6-8 ° C. Upon reaching this temperature, crystals of 1a begin to form. Crystallization continued for 22 h. The crystallized 1a free base was filtered and washed with 30 ml of fresh hexane. The product is dried in vacuo at a temperature not exceeding 35 ° C.

Yield on free base 1a 10.8 g or 78% of theory, m.p. 58-60 ° C.

Content of organic impurities not more than 2%>.

EXAMPLE 2 Preparation of N- (3- (3- (3- (1-Piperidinylmethyl) phenoxy) propyl) acetoxyacetamide hydrochloride 1a).
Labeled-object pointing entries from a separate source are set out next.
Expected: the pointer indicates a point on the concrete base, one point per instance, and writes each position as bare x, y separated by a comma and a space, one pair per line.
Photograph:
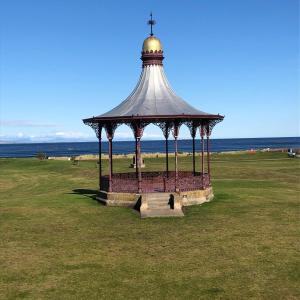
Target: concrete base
156, 201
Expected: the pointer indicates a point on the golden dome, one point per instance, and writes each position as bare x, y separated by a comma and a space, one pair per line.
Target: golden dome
152, 43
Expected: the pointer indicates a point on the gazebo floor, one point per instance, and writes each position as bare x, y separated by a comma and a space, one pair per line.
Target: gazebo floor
153, 182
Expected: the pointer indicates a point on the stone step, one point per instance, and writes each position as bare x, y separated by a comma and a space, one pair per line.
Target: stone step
152, 213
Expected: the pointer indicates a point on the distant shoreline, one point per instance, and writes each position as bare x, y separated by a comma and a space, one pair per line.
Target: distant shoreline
95, 157
148, 147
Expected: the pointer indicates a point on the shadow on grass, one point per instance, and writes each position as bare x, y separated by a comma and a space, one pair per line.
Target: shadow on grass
92, 194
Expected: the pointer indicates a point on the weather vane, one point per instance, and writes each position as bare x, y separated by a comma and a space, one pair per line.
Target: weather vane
151, 22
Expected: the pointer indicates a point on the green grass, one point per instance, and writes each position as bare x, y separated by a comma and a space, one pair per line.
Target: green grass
58, 244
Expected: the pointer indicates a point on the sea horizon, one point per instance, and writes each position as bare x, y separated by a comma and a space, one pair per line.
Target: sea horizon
22, 150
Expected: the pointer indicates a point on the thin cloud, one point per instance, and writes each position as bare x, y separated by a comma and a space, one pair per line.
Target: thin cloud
25, 123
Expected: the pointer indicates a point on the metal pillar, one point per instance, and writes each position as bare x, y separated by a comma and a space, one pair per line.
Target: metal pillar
194, 163
202, 155
136, 155
110, 163
100, 160
138, 132
139, 164
175, 134
208, 157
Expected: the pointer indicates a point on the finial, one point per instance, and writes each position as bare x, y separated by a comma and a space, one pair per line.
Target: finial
151, 22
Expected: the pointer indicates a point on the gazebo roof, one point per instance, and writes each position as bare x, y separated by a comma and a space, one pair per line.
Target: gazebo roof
152, 96
152, 99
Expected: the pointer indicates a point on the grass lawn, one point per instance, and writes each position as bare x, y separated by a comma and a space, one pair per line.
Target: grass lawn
56, 243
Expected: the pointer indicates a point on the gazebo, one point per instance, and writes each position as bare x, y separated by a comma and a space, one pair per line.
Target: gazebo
153, 101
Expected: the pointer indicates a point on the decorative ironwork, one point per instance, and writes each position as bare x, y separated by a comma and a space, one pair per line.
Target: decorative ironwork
209, 125
165, 128
156, 182
192, 126
110, 128
97, 127
151, 22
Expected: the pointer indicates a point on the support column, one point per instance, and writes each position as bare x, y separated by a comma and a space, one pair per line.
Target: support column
136, 155
208, 155
110, 171
138, 132
139, 165
167, 156
100, 155
202, 154
194, 163
175, 134
110, 128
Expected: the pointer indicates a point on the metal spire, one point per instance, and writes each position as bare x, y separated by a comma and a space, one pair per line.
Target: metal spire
151, 22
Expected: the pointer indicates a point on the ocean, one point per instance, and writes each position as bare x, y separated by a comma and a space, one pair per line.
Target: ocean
125, 147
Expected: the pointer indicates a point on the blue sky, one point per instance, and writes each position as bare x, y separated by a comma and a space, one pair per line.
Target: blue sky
62, 61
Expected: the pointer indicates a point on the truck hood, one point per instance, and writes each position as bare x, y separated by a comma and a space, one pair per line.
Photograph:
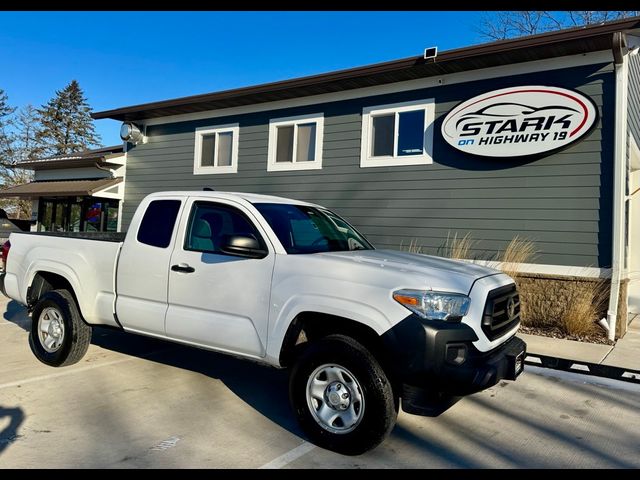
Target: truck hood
432, 272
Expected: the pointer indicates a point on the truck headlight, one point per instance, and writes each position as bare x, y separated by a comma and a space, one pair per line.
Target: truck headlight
434, 305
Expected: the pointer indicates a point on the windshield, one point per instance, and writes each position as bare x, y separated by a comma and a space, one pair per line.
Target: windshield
303, 229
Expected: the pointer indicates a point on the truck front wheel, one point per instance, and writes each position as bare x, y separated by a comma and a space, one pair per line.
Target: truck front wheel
341, 396
58, 337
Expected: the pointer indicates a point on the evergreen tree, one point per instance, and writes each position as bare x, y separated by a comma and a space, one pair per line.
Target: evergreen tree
6, 135
17, 141
23, 147
66, 123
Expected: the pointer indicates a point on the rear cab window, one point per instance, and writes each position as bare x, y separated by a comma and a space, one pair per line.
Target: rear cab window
158, 222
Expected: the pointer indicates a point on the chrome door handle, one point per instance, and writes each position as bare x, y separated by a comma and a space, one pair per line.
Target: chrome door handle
183, 267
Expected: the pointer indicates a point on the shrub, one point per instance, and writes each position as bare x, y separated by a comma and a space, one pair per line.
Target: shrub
458, 248
519, 250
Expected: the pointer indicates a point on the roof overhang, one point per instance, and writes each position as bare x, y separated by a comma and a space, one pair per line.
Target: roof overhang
524, 49
107, 157
60, 188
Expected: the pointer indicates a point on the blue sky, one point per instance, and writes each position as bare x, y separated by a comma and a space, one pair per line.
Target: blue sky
127, 58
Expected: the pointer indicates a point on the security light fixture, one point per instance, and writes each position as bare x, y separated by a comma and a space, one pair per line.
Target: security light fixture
130, 132
430, 53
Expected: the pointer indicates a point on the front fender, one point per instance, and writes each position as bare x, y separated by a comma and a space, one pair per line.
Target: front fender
357, 311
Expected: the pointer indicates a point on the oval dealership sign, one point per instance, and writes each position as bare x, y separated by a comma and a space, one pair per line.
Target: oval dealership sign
519, 121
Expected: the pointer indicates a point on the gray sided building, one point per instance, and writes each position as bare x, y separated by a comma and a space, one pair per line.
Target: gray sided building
316, 138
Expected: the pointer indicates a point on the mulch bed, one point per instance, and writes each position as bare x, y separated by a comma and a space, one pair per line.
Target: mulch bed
555, 332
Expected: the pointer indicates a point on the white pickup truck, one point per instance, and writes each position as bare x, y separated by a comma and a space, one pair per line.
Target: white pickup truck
286, 283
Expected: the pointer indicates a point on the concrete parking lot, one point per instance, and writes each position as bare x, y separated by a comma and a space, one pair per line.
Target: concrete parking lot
144, 403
10.8 g / 0.03 mol / l of free base were added to 216 ml of dry acetone. Stir until complete dissolution of the product and then 1.14 g of activated carbon are added to the solution obtained. After stirring for 20 minutes, the activated carbon was filtered off and the resulting filtrate was cooled to (-10-8 ° C). At this temperature, 3 ml of 34% hydrochloric acid is dosed with continuous stirring. After the addition of hydrochloric acid, the pH of the mixture is in the range 3-3.5, at which crystals of 1a hydrochloride begin to form. The crystalline mass was stirred for 20 min, after which the product was filtered and washed with 90 ml of fresh acetone to a filtrate pH of about 6. It was dried in vacuo at 45-50 ° C.
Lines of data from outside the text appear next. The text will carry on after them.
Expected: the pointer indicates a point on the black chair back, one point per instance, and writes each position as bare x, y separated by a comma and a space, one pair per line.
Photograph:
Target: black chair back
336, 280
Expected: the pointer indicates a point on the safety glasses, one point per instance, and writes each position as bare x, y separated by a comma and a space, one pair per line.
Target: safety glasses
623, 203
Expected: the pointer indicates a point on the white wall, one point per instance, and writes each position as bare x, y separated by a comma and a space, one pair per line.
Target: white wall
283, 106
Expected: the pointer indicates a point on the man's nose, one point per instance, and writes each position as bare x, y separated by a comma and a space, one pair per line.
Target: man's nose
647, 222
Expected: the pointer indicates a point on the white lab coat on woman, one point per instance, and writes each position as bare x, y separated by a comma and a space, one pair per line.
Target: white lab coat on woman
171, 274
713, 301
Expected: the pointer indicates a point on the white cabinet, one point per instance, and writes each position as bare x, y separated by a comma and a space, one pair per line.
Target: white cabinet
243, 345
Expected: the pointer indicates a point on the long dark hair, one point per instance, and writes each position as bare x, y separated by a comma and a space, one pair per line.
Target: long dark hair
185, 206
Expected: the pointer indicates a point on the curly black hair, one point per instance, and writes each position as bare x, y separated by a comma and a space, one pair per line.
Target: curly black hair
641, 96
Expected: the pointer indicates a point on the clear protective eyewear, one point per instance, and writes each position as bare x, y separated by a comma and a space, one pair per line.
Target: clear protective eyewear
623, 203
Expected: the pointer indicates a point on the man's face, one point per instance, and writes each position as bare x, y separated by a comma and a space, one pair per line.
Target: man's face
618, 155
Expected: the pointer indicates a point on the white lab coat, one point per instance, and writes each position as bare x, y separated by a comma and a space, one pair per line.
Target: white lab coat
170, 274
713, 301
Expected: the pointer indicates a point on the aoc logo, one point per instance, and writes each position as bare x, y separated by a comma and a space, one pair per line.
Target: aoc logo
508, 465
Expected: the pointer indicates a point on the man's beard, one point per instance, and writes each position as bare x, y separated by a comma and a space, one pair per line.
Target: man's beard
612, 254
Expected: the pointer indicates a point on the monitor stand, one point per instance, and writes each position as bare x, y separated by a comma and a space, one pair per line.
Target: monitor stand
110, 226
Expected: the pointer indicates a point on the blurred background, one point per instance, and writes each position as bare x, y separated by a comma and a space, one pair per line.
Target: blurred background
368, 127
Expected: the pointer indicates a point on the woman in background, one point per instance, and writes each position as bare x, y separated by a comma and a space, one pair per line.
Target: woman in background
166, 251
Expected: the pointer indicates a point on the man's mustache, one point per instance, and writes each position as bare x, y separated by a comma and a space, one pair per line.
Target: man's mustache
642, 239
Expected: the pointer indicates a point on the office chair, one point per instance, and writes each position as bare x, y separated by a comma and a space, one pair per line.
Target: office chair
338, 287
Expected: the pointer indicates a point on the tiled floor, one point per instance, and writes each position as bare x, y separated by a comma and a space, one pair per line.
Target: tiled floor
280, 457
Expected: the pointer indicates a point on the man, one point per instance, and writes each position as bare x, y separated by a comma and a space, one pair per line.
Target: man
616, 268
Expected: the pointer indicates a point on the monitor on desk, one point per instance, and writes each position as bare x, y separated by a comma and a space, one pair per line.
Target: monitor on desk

Yield of 1a hydrochloride 10 g or 85% of theory.

Content above 98%.

Organic impurity content up to 1.5%.

Ή-NMR (DMSO) δ ppm: 1.46 (m, 6H, (CH ₂ ) ₃ from piperidine ring), 1.94 (m, 2H, C-CH ₂ -C), 2.02 (s, 3H , COCHJ, 2.30 (m, 4H, N (CH ₂ ) ₂ from the piperidine ring), 3.35 (s, 2H, N-CH ₂ -Ar), 3.47 (m, 2H, N-CH ₂ ) 3.98 5 (t, 2H, O-CH ₂ ), 4.46 (s, 2H, CO-CH ₂ -0), 6,527.20 (t, 4H, t-C ₆ H ₄ ), 6, 80 (broad s, 1H, NH, exchange with D ₂ O).

Claims (3)

Claims A process for the preparation of N- (3- (3- (1-piperidinylmethyl) phenoxy) propyl) acetoxyacetamide hydrochloride, characterized in that N- (3- (3- (1-piperidinylmethyl) phenoxy) 15 si) propyl hydroxyacetamide is acetylated with acetic anhydride in toluene medium, the resulting N- (3- (3- (1-piperidinylmethyl) phenoxy) propyl) acetoxyacetamide free base is recrystallized and then treated with concentrated hydrochloric acid in medium from an organic solvent at a temperature of from 12 to 0 ° C, preferably from -8 to -6 ° C. A production method according to claim 1, characterized in that the recrystallization of N- (3- (3- (1-piperidinylmethyl) phenoxy) propyl) acetoxyacetamide free base is carried out in aromatic hydrocarbons, ethers, lower alcohols, hexane or heptane used individually or mixtures thereof, preferably a mixture of hexane and toluene. The production method of claim 1, wherein the organic solvents used as the reaction medium in the preparation of N- (3- (3 (1-piperidinylmethyl) phenoxy) propyl) acetoxyacetamide hydrochloride may be ketones or lower alcohols preferably acetone.